Few studies have addressed quantitative and qualitative sex differences in heritability estimates from teacher ratings. Saudino et al. (2005) reported qualitative sex differences in heritability of teacher ratings of hyperactive behavior in 7-year-old twins. They did not report any quantitative sex differences, which is in agreement with the current findings. Vierikko et al. (2004) report lower correlations in opposite-sex twins than in same-sex DZ twins of teacher ratings of hyperactivity-impulsivity in 12-year-old twins. However, both genetic and shared environmental effects were found to contribute to the phenotypic variance in these data. It was not possible to determine if the lower opposite-sex correlations were the result of sex-specific genetic influences or sex-specific shared environmental influences, although the presence of the latter appeared more likely. These findings disagree with the current results in the sense that we did not find any evidence for shared environmental influences. However, both studies suggest that teacher ratings are influenced by partly different etiological factors in boys and girls.

The finding of different genetic influences in boys and girls in teacher ratings stands in contrast with results based on parental reports. In parent ratings, qualitative sex differences are not found for attention problems (Rietveld et al. 2004) or ODD (Hudziak et al. 2005). The different findings in parent and teacher ratings may be explained by the fact that the behavior of children depends on the context in which they are observed. Apparently, inattentive, hyperactive, and oppositional behavior of boys and girls are influenced by partly non-overlapping factors at school, while this is not true for these behaviors at home.

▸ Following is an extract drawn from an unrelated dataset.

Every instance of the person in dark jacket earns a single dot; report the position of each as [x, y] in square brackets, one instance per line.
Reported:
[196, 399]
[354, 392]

The finding of sex-specific genetic variation has implications for gene-finding studies of ADHD and ODD. The fact that the genes which influence the behavior of boys and girls do not completely overlap indicates that some quantitative trait loci may explain variation in boys but not in girls and vice versa. Therefore, the data from boys and girls cannot be collapsed when studying genetic effects in teacher ratings.

In the NTR, teacher data are collected at the ages 7, 10, and 12 years. The sample sizes at the ages 10 and 12 are currently relatively small. In the future, we plan to address the issue of qualitative sex differences in teacher ratings in a longitudinal framework. The results of such a study will reveal if the finding of sex differences in the specific genes that play a role is also present in older children. Another important issue that may be addressed is the MI of ADHD with respect to age.

The results of this study should be interpreted in the light of the following limitations. First, we did not replicate the factor structure of the CTRS-R:S by means of exploratory factor analyses of the 28 items. To take the ordinal nature of the data into account, we used the liability threshold model (Lynch and Walsh 1998). We limited the number of common factors to keep the computational burden manageable. Therefore, we performed CFA, in which we assumed that the items are correctly assigned to the four scales and that cross-loadings are absent. Second, teacher ratings were shown to be measurement invariant with respect to sex, but this finding may not generalize to parent ratings. The correlations between Conners parent and teacher ratings are small to moderate with a range 0.18–0.52 (Conners 2001). It has been shown that parents and teachers rate partly different aspects of the child’s behavior (Derks et al. in press; Martin et al. 2002). Future studies will reveal if MI is also tenable in parent ratings.

Assessment of ADHD and ODD symptoms, through teacher reports on the CTRS-R:S, provides a solid starting point for measuring sex differences in mean scores or in heritabilities. Variation in teacher ratings of children’s problem behavior is mainly influenced by genetic factors. The size of the genetic influences does not depend on the child’s sex, but partly different genes are expressed in boys and girls. Future studies should reveal if these findings generalize to children from different age groups.